El despliegue de los F-35 se suma a la creciente presencia militar en la región. En las últimas semanas, el gobierno estadounidense movilizó siete buques de guerra y un submarino de ataque nuclear, además de más de 4,500 marineros e infantes de marina. Estos elementos han realizado entrenamientos anfibios y operaciones de vuelo en el sur de Puerto Rico, lo que marca un incremento significativo en las actividades militares.
Contexto regional y político
La decisión del gobierno de Washington ocurre en medio de crecientes tensiones con Venezuela. Días antes, fuerzas estadounidenses atacaron una embarcación que, según el presidente Donald Trump, transportaba grandes cantidades de drogas desde ese país. El hecho dejó once personas fallecidas y encendió la alarma sobre una posible campaña militar prolongada en América Latina.
El secretario de Defensa, Pete Hegseth, ha señalado directamente al presidente venezolano Nicolás Maduro como figura central en lo que calificó de “narcoestado”. En respuesta, Maduro acusó a Estados Unidos de buscar un cambio de régimen mediante presión militar y rechazó las acusaciones sobre vínculos con el narcotráfico.
Implicaciones del despliegue
La llegada de los F-35 a Puerto Rico apunta a reforzar las operaciones aéreas contra organizaciones designadas como narco-terroristas.

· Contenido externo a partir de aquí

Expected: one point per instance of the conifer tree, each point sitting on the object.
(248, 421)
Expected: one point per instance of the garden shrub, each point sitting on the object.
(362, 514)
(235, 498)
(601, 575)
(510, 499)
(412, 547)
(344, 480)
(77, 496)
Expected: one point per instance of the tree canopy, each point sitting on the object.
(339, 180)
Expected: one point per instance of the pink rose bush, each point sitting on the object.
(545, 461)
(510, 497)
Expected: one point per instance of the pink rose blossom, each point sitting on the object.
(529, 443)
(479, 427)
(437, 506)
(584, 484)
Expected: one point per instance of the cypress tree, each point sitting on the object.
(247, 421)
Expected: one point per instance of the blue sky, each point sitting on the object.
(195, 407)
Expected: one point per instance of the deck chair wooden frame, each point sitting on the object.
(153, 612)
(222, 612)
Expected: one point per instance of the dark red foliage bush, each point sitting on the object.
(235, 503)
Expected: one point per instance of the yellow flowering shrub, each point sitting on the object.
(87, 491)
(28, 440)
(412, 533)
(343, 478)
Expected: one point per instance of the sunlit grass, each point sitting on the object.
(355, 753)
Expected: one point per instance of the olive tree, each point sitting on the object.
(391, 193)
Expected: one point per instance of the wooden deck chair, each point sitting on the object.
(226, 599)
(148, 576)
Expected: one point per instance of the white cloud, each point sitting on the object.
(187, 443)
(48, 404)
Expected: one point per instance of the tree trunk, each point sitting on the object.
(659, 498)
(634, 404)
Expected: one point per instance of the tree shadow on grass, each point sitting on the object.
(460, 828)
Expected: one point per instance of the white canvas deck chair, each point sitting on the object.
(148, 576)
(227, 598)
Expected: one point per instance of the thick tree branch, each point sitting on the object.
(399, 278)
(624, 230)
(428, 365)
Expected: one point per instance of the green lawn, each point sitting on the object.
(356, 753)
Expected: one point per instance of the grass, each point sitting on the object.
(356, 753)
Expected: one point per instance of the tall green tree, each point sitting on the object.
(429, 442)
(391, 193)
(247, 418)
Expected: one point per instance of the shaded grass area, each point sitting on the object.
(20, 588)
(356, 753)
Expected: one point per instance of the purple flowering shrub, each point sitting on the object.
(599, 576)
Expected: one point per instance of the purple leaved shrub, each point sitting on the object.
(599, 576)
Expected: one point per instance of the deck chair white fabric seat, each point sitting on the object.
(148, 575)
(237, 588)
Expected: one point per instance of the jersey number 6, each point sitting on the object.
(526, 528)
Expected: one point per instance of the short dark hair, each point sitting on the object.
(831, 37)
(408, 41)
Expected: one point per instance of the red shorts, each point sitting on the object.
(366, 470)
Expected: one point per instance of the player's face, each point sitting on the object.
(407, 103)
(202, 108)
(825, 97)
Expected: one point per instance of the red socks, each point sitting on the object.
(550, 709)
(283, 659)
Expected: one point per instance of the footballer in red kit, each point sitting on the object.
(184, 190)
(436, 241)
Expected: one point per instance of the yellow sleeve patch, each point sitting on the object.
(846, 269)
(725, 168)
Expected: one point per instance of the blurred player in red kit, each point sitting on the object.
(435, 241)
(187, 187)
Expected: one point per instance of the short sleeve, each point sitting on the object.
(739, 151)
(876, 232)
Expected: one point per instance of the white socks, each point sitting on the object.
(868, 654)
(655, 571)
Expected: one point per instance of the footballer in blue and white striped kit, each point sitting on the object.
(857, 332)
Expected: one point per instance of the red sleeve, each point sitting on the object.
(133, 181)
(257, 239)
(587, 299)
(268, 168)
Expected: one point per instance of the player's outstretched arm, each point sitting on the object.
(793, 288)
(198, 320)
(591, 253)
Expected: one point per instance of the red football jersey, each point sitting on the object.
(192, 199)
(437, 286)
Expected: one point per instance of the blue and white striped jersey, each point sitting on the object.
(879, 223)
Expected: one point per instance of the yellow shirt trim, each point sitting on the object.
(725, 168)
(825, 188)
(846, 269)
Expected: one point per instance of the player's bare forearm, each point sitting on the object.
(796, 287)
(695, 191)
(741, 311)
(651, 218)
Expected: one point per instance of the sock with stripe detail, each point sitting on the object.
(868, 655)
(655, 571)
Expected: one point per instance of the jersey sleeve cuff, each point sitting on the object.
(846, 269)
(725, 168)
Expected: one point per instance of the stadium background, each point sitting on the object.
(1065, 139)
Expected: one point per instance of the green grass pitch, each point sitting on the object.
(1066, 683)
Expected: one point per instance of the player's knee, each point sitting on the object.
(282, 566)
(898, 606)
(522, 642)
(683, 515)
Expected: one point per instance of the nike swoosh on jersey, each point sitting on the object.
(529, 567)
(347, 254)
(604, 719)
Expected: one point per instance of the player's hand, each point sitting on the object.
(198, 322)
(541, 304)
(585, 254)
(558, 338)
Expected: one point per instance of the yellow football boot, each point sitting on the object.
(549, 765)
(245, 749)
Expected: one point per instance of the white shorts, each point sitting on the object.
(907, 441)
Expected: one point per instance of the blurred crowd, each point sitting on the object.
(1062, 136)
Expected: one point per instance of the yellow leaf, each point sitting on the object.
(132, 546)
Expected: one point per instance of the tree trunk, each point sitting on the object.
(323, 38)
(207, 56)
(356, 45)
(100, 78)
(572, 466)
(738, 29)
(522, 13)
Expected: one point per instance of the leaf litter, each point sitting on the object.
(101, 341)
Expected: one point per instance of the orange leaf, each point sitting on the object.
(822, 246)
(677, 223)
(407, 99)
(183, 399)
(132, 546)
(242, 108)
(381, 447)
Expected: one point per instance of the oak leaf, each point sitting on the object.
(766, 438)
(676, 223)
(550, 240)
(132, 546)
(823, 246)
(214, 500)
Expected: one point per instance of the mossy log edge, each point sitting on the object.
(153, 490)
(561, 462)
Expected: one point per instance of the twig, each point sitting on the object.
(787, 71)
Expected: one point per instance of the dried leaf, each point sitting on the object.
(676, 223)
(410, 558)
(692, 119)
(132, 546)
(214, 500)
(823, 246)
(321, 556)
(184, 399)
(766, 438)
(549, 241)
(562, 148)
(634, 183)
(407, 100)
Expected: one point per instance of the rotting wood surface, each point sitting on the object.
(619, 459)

De acuerdo con las fuentes consultadas, estas acciones buscan cortar las rutas marítimas y aéreas que facilitan el ingreso de drogas a Norteamérica. Sin embargo, aún no existe claridad sobre la base legal utilizada para justificar algunos de los operativos recientes.
Trump defendió la ofensiva al afirmar que los responsables del transporte de drogas pertenecen a la banda venezolana Tren de Aragua, grupo que Washington clasificó como terrorista en febrero. Aun así, las autoridades no presentaron pruebas que respalden la acusación ni detalles sobre la carga incautada.
Una región bajo presión
Con este despliegue, el Caribe sur se ha convertido en un punto clave de la estrategia militar estadounidense. Mientras Washington asegura que busca frenar el narcotráfico, analistas internacionales advierten que la medida puede aumentar las tensiones diplomáticas y provocar reacciones adversas en América Latina.
La operación refleja una postura más dura de Estados Unidos en materia de seguridad regional y genera incertidumbre sobre el alcance que podrían tener futuras acciones militares en la zona.